My Search for Creflo Dollar

Paul Harvey

Thanks to Ralph Luker for pointing me towards this remarkable piece, "My Search for Creflo Dollar," by Emily Raboteau, whose father Albert Raboteau will need no introduction for the audience of this blog. A little excerpt below, which points to Emily's book Searching for Zion: The Search for Home in the African Diaspora, now definitely on my to-read list:

By shilling money as the thing that mattered most, men like Creflo Dollar, I complained to Victor, were cheapening our rich history of liberation theology, messing with the prophetic kind of faith that drove the Civil Rights Movement, our nation’s proudest moment. My father taught a seminar on the religious history of that movement and these were themes he’d discussed with me for as long as I could remember. He’d grown up during that ennobling period. He was nearly the same age as Emmett Till would be if he hadn’t been bludgeoned to death and dumped in a Mississippi river at age fourteen for talking to a white woman. This was the backdrop against which my parents met at a Catholic university in Milwaukee in the 1960s. There my father helped organize a student movement that pushed for more minority faculty hires and student enrollment. Along with two roommates, he led a protest that shut down the university for two weeks.
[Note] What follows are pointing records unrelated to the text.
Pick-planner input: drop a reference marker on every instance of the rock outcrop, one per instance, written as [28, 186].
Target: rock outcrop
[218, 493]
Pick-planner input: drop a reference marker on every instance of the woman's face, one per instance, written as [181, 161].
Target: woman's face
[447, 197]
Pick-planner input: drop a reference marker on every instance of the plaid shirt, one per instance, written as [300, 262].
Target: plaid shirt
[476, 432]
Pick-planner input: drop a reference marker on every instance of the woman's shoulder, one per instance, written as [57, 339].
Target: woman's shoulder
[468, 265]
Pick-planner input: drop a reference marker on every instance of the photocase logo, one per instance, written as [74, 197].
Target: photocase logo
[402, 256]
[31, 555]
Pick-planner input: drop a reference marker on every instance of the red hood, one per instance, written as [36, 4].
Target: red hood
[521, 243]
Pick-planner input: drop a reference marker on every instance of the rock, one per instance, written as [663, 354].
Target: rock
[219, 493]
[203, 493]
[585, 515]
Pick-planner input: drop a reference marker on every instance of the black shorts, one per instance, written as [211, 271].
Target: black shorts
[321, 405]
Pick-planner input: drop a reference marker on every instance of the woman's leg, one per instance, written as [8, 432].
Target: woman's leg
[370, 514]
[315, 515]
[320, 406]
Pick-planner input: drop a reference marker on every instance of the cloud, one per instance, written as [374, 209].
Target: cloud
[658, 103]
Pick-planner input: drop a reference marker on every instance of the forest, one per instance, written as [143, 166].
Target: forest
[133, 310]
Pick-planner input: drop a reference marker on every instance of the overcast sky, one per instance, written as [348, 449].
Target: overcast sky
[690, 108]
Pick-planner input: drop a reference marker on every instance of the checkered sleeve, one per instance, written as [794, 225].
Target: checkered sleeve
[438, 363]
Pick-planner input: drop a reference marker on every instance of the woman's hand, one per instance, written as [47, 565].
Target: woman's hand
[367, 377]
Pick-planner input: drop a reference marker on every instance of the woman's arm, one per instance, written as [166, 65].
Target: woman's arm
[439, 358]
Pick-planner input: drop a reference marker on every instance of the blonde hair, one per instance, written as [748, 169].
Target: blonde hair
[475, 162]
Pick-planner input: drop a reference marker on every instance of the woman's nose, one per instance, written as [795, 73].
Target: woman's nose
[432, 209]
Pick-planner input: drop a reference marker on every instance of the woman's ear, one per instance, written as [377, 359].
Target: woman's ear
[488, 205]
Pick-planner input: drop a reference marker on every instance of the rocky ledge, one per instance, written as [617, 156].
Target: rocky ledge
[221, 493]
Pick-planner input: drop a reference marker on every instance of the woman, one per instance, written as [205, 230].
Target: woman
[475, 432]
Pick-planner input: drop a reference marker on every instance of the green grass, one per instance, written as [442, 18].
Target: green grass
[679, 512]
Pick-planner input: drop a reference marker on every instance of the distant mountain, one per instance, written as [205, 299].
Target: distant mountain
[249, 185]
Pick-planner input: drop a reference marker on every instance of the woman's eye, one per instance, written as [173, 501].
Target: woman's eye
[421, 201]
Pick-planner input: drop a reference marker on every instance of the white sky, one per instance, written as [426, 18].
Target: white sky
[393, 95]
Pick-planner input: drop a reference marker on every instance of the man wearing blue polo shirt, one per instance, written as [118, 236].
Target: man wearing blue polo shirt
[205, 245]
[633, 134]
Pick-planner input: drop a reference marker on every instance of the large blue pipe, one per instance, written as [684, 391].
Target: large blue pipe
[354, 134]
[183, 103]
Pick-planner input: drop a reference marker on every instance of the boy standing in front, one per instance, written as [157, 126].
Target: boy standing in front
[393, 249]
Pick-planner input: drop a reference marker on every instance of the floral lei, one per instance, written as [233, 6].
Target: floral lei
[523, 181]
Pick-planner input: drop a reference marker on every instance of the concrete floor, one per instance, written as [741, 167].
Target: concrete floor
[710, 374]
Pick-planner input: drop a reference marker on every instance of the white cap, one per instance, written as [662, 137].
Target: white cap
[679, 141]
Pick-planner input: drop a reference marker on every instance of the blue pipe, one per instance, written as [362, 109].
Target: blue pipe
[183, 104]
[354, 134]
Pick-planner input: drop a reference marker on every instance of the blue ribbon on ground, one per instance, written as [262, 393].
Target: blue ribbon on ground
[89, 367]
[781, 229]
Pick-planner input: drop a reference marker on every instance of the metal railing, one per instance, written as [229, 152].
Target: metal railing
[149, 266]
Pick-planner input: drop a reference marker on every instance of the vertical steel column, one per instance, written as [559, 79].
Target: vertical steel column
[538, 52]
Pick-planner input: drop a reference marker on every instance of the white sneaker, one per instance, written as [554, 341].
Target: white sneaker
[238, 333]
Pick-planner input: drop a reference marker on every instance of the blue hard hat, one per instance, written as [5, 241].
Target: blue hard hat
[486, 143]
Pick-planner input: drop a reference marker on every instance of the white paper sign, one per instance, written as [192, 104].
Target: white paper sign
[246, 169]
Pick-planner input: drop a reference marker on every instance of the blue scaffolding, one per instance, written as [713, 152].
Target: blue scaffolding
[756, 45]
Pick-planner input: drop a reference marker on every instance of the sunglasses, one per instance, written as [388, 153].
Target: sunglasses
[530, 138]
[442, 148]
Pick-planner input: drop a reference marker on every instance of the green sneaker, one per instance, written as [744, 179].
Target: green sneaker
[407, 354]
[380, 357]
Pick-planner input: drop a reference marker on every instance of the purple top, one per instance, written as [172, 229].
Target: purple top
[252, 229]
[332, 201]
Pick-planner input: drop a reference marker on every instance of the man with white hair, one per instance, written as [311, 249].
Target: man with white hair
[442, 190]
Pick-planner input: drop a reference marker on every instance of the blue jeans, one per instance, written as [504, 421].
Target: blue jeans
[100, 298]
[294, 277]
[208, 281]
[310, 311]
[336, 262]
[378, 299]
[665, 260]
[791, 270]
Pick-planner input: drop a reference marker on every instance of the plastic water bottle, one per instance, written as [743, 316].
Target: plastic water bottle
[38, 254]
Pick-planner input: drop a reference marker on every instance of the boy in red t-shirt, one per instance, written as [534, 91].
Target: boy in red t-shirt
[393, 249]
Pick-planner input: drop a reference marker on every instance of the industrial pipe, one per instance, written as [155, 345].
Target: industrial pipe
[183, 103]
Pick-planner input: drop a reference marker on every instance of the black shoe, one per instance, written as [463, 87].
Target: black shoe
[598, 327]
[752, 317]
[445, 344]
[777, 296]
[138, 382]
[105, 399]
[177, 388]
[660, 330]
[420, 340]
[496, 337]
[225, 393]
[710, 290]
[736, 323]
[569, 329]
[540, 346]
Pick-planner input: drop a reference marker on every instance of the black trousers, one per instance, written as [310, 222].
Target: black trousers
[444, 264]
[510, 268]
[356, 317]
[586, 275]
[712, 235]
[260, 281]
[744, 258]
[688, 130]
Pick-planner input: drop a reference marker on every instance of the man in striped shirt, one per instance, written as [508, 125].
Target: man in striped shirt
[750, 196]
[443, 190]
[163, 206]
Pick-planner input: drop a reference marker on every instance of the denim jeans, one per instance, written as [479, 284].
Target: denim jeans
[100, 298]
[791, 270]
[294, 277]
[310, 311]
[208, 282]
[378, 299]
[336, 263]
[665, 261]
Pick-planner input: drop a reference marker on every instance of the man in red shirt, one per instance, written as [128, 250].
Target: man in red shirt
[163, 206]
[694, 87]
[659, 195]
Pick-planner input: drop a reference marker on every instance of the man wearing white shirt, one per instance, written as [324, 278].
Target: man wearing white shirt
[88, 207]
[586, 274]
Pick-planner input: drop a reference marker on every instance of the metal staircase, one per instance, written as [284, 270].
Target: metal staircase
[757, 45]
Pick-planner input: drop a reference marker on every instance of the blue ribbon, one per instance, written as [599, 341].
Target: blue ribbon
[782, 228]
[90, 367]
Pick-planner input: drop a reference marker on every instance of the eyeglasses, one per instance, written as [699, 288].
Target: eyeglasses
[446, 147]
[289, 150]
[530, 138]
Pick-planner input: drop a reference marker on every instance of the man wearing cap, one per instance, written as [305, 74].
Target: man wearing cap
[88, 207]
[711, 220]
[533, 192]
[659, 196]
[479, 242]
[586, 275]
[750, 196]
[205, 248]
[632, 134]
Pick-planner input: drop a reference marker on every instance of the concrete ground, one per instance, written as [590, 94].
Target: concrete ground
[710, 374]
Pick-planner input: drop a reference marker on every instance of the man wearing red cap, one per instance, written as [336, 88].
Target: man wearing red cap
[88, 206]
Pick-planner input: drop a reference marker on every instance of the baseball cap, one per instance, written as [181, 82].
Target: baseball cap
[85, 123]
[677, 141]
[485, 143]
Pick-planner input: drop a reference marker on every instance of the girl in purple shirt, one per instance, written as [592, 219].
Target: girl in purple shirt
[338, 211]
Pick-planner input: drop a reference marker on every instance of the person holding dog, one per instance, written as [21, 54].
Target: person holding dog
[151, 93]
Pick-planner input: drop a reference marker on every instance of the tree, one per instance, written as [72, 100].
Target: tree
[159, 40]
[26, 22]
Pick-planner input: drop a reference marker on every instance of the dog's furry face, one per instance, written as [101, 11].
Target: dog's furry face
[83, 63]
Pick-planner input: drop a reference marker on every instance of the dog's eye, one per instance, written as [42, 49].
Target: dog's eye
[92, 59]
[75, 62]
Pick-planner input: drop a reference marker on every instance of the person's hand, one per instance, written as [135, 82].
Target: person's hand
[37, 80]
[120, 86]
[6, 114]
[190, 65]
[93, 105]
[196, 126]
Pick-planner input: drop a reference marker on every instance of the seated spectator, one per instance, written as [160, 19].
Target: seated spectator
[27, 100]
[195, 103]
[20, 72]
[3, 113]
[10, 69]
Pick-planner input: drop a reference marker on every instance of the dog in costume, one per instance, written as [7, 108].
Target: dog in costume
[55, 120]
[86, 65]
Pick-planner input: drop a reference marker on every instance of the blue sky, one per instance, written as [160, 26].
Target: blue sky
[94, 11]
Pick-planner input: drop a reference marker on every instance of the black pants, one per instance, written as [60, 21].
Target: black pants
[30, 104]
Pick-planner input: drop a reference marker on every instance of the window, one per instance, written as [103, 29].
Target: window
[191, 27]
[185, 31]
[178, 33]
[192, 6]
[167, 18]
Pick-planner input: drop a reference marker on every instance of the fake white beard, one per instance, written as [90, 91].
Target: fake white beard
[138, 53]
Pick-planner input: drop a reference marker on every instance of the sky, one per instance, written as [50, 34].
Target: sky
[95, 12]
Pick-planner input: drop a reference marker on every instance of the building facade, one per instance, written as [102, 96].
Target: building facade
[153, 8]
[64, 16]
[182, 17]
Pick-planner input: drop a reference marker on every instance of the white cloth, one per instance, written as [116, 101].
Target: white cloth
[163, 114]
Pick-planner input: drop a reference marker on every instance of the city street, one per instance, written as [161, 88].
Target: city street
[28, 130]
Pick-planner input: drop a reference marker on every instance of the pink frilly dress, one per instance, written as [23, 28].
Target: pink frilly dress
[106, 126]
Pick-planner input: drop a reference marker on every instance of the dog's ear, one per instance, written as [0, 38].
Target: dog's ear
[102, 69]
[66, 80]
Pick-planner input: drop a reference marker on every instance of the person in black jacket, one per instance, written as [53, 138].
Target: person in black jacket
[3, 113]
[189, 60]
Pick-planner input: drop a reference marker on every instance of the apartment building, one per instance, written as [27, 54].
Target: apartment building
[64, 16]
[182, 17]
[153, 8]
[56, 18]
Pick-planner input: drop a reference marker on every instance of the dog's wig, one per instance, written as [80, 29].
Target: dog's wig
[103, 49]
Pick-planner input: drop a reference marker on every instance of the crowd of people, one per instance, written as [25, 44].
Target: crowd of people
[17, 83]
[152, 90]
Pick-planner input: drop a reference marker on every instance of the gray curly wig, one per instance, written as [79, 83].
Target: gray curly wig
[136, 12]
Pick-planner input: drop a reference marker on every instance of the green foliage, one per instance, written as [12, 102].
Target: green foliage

My search for Creflo DollarPerhaps, like many children, I had a romance with the time of my parents’ youth. Their heroes were Martin Luther King and Dorothy Day, whose Catholic Worker offered a moral critique of the country’s drive for wealth and comfort. Wealth was a spiritual hazard that flew in the face of social justice. And didn’t my hero, Bob Marley, say more or less the same thing? A belly could be full yet hungry. A full stomach didn’t ensure a full heart or a full life.
But Victor only laughed. “What’s so funny?” I asked him.
“Darlin’, I love you. I do. But you have the most convoluted way of trying to know your father.”
“I’m not talking about my father,” I insisted. “I’m talking about the problem of Creflo Dollar.”
“Okay,” Victor humored me. “Why should black people be holier than anyone else just because we’ve suffered? Why shouldn’t we want the same comforts everybody wants, in the end? A mortgage, a car, a retirement plan?”

Creflo Dollar’s church attracts some forty thousand members, most of them poor and working-class blacks trying to pull themselves out of poverty and into the middle class. They’re drawn by Dollar’s lavish lifestyle, his optimism, and his instruction of the Bible as a manual for prosperity. We are in control of our destiny, he teaches. We are already in the Promised Land. This is our home. We built it. It is ours.

Soon enough, I, too, was mesmerized. More than that — I was hooked. Beneath the mustache, thick as a Band-Aid, the smile had a blinding wattage. The big teeth didn’t look natural, and neither did his perfectly even hairline. His linebacker’s shoulders were a holdover from his college days as a star football player. You don’t build a ministry that takes in seventy million untaxed dollars a year from tens of thousands of members worldwide without charisma. Even after Victor fell asleep on the loveseat, I kept watching deep into the night, held by the flickering blue light of the ridiculously oversized flat-screen TV before us, trying to unravel Dollar’s message.

As a preacher, his trick was the power of positive thinking. As a motivational speaker, his trick was the Bible. As CEO, his trick was a wily concoction of both: self-help and Jesus Christ. It was a winning combination. Dollar’s product almost couldn’t lose, and his delivery was pitch-perfect. He was plainspoken, corporate, encouraging. He could sound like a Holy Roller and Oprah Winfrey in the same breath: “Get lack and insufficiency off your mind,” he urged. “Get satisfied. The Lord shall increase you more and more. I believe that when you get increase on your mind, you’re gonna receive increase in your life, and when you sow and give into the kingdom of God, it will trigger increase. Pray about sowing into this ministry and experience increase. It’s time to reap your crop.”
I was remarkably drawn to this snake oil salesman who used increase more often as a noun than a verb. A lot of what he said made sense. Just as he could sound like the Bible-thumping Pentecostal preacher Oral Roberts, whom he counted as a close friend, he could also sound like the black nationalist Malcolm X, who criticized the docility of the black church. Against my better judgment, I got sucked into a Black Entertainment Television wormhole — I followed Dollar’s show religiously and then began watching other black televangelists too. These men were slick. There was Bishop Eddie Long, whose Georgia mega-church pulled around twenty-five thousand members, and T.D. Jakes, with about thirty thousand in Texas. One night Jakes recounted a visit to a Johannesburg museum where he encountered a proverb on the wall: “When the Dutch came, we owned the land and they had the Bible. When they left, they owned the land and we had the Bible.” He asked his congregation one vital question: Why couldn’t they have both?